# Is it safe to build multiple ports at the same time



## tim-m89 (Mar 14, 2009)

When I am building ports I sometimes open up another terminal to build another port but if both have a dependency on the same package is there locks in place so the other instance can wait and recognize that a dependency is currently being built?


----------



## trev (Mar 14, 2009)

No.


----------



## randux (Mar 15, 2009)

Yes, it is safe but sometimes you waste a little time. At least it's empirically safe (been doing this for years with no problems except lockouts). Of course you if you run make clean or clean-depends you can shoot yourself in the foot if some other package is building. So don't do that.

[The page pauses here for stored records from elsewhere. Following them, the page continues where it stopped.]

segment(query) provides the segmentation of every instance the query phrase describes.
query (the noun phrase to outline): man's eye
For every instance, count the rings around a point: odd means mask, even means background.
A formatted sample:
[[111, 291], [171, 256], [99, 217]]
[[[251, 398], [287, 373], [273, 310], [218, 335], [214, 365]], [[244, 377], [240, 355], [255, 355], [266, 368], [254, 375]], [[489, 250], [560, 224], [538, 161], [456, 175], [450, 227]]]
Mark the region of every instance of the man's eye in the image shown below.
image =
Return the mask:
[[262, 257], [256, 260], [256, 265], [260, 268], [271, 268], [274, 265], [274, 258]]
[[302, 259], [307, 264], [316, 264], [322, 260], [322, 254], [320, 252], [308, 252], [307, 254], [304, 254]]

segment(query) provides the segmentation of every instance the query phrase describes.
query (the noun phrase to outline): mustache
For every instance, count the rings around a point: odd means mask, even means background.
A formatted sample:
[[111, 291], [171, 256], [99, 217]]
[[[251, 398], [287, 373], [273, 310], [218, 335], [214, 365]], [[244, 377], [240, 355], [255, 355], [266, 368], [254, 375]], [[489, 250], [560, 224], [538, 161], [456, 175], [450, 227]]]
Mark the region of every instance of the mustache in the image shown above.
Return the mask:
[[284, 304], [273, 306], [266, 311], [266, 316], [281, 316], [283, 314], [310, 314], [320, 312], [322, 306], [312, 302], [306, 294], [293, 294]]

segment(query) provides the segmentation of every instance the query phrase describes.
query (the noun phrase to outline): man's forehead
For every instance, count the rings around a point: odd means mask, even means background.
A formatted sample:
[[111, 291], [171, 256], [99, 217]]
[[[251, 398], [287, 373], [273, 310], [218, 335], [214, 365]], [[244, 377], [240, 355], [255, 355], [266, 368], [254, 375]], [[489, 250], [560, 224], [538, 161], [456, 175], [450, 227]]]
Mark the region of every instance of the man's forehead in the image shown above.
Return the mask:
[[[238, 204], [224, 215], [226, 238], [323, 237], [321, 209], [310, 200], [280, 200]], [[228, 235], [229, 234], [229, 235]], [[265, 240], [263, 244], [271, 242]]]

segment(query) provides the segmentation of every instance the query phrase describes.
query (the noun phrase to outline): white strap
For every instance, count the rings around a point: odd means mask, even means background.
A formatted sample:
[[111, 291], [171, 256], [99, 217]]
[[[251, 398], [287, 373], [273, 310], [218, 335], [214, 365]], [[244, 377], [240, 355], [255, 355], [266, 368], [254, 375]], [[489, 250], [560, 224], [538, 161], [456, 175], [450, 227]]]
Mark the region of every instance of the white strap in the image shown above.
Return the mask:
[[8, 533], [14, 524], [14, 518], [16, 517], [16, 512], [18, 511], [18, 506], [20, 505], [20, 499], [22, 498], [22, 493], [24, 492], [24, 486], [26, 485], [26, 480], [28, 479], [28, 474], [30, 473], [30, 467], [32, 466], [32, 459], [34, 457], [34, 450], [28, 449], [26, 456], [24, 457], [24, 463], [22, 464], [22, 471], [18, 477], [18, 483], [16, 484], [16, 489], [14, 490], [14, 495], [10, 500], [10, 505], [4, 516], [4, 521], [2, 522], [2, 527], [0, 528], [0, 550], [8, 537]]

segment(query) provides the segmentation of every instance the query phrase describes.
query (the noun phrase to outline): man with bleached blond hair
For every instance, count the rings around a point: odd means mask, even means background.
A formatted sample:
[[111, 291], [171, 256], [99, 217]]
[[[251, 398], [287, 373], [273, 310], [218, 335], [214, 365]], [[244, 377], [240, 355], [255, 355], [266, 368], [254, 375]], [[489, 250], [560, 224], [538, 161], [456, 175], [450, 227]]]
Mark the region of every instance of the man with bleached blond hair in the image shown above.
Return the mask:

Trev why do you say it isn't safe?


----------



## trev (Mar 16, 2009)

> Trev why do you say it isn't safe?



I generally use portupgrade - you can't run two of them at the same time if there are shared dependencies due to, for example, random make cleans occurring. "No" was maybe too succinct.

I would have thought that even running two make installs would be problematical, but perhaps only when doing a make deinstall where the port's already installed and is a dependency of the other port.

It's been a long time since I pushed these particular boundaries as it was always easier to setup a script to serially install new ports and use portupgrade to upgrade existing ports, than to deal with strange error messages caused by self-induced conflicts that didn't really exist.


----------



## phoenix (Mar 16, 2009)

You can build multiple ports in parallel *if and only if* they don't share any dependencies.  If they share dependencies, you have to build and install those *before* building the other ports.

Otherwise, you can end up with multiple concurrent make processes trying to build the same port and stepping on each other's files.

The safest method is to build 1 port at a time.


----------